You’re back, yes? You’ve read it?

Excellent!

Now let’s learn about encoding.


To remember more, you must edit what you already know

Encoding is not about simply cramming more information into your brain.

I once spent 2-3 months last year writing over 70,000 words worth of linear notes in Obsidian from just 3 books, and how much of those notes do you think I remember?

Absolutely fuck-all :)

Why?

Highlighting words in a book doesn’t mean you’re encoding the ideas into your long-term memory (I’m looking at you, 6th-year me, who highlighted 95% of the Irish history section of my history book cause it bored the shit out of me).

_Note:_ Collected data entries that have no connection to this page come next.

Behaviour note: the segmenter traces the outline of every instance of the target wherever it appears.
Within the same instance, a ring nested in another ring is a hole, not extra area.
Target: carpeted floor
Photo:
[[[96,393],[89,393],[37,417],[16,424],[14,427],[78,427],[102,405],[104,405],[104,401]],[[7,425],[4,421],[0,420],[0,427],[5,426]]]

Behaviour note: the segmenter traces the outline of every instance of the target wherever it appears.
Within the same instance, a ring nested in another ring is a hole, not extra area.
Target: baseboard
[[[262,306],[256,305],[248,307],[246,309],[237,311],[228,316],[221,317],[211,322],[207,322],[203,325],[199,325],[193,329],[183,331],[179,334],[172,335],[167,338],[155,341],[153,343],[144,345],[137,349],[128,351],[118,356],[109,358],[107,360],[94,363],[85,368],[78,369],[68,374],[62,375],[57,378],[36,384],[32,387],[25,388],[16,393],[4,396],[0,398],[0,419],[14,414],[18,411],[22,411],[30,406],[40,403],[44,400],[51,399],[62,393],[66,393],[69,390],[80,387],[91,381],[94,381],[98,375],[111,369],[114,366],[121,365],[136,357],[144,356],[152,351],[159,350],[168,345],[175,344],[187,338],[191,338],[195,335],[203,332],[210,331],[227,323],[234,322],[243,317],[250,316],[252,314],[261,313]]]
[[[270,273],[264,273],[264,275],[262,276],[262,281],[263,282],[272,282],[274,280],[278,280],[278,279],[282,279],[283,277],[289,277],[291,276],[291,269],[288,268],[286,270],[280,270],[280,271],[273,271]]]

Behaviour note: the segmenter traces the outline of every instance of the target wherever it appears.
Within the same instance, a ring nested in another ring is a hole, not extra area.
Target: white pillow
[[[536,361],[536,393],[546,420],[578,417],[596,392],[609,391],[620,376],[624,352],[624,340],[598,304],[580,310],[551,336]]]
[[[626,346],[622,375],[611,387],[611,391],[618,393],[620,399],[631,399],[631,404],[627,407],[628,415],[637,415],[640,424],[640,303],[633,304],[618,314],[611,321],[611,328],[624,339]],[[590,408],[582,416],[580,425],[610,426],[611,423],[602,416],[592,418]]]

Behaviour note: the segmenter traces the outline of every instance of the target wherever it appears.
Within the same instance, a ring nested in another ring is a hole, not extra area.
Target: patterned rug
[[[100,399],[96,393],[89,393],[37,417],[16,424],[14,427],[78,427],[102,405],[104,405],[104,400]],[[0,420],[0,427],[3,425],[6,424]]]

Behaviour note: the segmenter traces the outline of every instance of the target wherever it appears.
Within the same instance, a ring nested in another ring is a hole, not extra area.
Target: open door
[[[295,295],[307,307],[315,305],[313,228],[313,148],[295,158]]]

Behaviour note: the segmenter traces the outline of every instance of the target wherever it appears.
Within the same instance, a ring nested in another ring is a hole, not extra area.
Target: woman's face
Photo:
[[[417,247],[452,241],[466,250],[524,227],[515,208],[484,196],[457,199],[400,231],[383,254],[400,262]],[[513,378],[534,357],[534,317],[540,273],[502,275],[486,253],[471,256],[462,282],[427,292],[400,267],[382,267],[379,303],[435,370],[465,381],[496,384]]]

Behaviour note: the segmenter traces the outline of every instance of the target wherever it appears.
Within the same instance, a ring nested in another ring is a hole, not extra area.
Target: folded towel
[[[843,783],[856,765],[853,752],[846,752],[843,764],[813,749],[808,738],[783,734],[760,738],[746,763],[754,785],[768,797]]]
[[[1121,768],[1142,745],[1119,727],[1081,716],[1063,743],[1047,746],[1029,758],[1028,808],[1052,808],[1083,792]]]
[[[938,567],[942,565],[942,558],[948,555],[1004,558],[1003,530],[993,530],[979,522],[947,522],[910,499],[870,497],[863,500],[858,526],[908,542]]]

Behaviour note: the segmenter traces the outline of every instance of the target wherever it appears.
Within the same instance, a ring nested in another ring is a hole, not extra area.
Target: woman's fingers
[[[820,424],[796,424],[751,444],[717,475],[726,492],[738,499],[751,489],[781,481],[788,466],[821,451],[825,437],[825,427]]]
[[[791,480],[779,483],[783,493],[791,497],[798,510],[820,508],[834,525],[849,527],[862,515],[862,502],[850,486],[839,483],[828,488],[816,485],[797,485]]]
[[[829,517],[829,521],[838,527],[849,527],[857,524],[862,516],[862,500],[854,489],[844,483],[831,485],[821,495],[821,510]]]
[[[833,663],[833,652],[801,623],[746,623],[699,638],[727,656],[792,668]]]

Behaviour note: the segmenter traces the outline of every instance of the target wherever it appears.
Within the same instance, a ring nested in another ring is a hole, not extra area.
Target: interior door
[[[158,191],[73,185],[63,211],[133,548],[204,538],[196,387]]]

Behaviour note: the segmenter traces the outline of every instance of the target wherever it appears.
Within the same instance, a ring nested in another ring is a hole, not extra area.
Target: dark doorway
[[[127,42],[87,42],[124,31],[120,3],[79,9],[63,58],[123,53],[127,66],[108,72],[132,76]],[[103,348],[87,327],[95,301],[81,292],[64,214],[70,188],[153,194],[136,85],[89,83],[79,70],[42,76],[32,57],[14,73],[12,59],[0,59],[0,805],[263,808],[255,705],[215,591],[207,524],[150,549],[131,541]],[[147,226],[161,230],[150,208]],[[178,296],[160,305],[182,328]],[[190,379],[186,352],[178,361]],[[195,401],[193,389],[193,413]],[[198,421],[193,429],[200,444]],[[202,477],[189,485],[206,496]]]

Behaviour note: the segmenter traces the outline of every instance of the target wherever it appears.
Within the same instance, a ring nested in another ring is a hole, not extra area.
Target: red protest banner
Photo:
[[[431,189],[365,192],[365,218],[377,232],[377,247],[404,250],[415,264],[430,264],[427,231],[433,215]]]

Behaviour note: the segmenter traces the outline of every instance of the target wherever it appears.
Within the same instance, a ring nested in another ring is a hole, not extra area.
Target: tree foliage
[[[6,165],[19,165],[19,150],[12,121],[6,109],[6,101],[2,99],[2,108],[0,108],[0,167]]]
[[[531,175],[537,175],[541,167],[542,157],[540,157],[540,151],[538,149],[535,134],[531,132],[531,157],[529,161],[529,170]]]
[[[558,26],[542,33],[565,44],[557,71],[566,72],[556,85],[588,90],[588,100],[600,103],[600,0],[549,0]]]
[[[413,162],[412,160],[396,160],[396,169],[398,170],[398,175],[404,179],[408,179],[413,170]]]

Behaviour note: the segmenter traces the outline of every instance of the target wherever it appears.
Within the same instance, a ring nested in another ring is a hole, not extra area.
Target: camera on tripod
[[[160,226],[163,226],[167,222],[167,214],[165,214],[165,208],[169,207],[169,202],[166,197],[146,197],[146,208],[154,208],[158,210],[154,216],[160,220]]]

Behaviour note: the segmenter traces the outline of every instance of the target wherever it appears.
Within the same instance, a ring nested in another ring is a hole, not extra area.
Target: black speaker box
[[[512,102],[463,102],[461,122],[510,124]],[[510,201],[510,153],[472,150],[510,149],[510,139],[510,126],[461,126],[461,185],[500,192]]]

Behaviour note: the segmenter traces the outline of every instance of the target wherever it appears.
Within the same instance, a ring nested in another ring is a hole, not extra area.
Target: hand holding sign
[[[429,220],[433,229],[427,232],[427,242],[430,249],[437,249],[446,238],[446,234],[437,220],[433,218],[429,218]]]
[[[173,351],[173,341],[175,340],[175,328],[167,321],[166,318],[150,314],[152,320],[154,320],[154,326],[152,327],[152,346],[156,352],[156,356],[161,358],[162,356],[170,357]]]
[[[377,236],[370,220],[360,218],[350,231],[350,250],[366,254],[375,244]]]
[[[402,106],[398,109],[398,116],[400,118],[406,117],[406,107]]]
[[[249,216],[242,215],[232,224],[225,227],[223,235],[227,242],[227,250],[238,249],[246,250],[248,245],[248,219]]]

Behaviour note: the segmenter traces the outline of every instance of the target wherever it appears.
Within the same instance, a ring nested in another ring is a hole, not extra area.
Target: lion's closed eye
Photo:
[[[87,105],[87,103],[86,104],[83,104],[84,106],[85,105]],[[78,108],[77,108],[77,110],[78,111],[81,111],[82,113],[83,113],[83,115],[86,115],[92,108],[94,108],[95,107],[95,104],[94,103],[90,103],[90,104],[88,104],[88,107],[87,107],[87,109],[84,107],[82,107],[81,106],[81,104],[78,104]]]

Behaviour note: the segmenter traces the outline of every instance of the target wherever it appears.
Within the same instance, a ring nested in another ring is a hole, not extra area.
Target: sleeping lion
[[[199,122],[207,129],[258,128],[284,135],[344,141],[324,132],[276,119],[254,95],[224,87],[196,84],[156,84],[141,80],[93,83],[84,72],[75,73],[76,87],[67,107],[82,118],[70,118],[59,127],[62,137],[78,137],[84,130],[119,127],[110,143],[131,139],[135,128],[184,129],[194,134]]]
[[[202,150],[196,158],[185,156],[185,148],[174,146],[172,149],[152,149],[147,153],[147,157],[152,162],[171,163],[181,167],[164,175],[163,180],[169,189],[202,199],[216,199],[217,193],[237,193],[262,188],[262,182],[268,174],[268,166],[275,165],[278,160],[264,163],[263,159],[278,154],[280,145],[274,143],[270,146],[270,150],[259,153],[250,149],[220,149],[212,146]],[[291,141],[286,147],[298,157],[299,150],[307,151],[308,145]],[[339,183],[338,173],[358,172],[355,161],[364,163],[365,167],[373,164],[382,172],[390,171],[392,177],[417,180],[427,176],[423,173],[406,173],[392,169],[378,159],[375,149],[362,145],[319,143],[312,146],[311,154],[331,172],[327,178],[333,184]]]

Writing and adding notes to your second-brain software doesn’t mean you’re adding new knowledge to your long-term memory either. You only think that writing leads to learning because you’re engaging in the encoding process without realizing it. Correlation does not equal causation here.

And encoding has less to do with adding information to your memory but rather transforming what you already know.

It’s like pulling weeds from your own garden of knowledge so you can grow new flowers in their place. Letting nicer flowers connect and become integrated within the ecosystem you’ve already built. Your own beautiful walled garden of knowledge.

Profound Idea: Isolated information will always get deleted by the brain, but connected, integrated, and deeply rooted information won’t move a damn muscle.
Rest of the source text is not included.